How is shoulder instability treated?

The treatment depends on the extent of shoulder instability and the conditions that may cause it, such as injuries. Often, shoulder instability is treated using non-surgical options, while surgery may be considered when your ligaments are severely torn or stretched.

Non-surgical treatments

  • Rest: When your shoulder is dislocated due to instability, it is important to rest and avoid any activities that may aggravate your symptoms.
  • Immobilization: Sometimes the physician may recommend a brace or sling to restrict the motion until the pain subsides.
  • Medications: NSAIDs (nonsteroidal anti-inflammatory drugs) such as aspirin or ibuprofen helps in reducing pain and inflammation.
  • Physical therapy: Once the pain and inflammation are reduced, your doctor may recommend strengthening exercises.
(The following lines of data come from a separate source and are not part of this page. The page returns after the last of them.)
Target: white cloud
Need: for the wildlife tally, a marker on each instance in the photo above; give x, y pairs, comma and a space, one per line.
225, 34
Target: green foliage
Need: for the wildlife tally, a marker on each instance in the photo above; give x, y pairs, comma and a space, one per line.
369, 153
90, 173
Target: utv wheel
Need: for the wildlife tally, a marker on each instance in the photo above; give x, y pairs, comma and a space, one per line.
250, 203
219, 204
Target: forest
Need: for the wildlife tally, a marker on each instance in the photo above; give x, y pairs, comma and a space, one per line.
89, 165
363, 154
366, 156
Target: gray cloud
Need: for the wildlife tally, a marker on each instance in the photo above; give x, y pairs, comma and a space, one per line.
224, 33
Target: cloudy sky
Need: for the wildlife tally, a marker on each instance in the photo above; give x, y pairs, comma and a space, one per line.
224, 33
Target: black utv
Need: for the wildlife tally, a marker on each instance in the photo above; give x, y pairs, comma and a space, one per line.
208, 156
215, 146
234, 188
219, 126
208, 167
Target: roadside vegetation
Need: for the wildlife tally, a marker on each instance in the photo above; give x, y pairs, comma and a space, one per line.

A physical therapist helps in designing a suitable exercise regime that helps in strengthening your shoulder muscles, which further helps in increasing the stability of the shoulder joint.

Surgical treatments

Surgical stabilization is necessary when the symptoms continue to interfere with daily activities or personal goals. It involves tightening the stretched ligament tissues by reattaching the torn ligaments. This helps stabilize the shoulder joint in place. It can either be done using arthroscopy, which is performed through small incisions, or open surgery, which involves operating through a large incision. Post-surgery, your shoulder may be immobilized using a temporary sling, after which strengthening exercises are recommended gradually to improve the range of motion, strength, and control of the muscles around your shoulder joint.

What is the prognosis for shoulder instability?
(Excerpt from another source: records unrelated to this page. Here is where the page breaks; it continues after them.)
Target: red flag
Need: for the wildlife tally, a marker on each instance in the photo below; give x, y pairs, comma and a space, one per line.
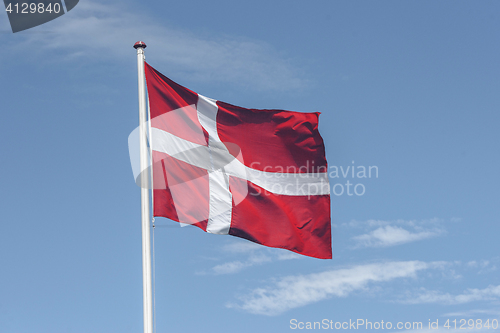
256, 174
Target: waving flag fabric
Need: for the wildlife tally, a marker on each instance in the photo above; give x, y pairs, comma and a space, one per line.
256, 174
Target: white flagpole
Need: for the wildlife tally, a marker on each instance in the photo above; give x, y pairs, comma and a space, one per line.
146, 245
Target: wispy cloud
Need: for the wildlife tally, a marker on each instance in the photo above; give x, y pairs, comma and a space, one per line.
380, 233
470, 295
236, 266
389, 236
296, 291
108, 31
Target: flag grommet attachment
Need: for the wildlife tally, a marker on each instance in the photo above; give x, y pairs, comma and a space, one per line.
139, 44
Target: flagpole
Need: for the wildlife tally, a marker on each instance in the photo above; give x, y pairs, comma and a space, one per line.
145, 214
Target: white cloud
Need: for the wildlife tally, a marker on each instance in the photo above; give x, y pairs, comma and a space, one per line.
236, 266
296, 291
389, 236
470, 295
101, 31
379, 233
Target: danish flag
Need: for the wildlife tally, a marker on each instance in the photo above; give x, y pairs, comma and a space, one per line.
256, 174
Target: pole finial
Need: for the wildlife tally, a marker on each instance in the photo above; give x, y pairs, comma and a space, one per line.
139, 44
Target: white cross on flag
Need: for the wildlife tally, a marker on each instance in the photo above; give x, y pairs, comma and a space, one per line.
256, 174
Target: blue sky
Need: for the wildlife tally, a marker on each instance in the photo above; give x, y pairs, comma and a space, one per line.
411, 87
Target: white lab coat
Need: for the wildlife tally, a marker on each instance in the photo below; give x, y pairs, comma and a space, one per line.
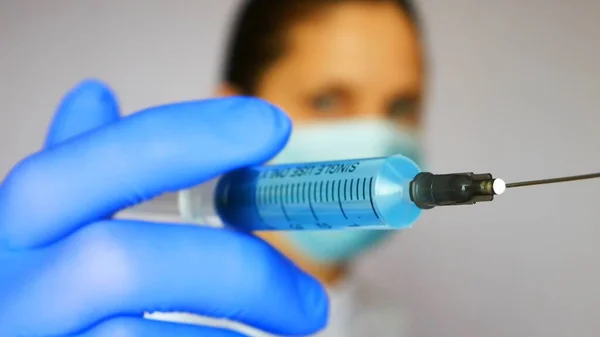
356, 310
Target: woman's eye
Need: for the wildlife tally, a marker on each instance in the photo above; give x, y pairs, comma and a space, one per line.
326, 103
402, 108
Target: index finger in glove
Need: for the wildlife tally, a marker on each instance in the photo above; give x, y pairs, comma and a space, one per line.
161, 149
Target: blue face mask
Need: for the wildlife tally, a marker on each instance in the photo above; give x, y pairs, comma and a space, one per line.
345, 140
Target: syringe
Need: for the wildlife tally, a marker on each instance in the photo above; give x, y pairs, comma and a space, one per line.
371, 193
The recovery from surgery depends on the type of procedure. The range of motion usually returns the day after the surgery; however, it may take six to eight weeks to obtain a complete range of motion. Returning to sports depends on the individual's personal goals, but it may take one year for high-level athletes to get back to their normal routines. It is important to stay committed and follow the recommended post-recovery treatment plan for a better and quicker recovery.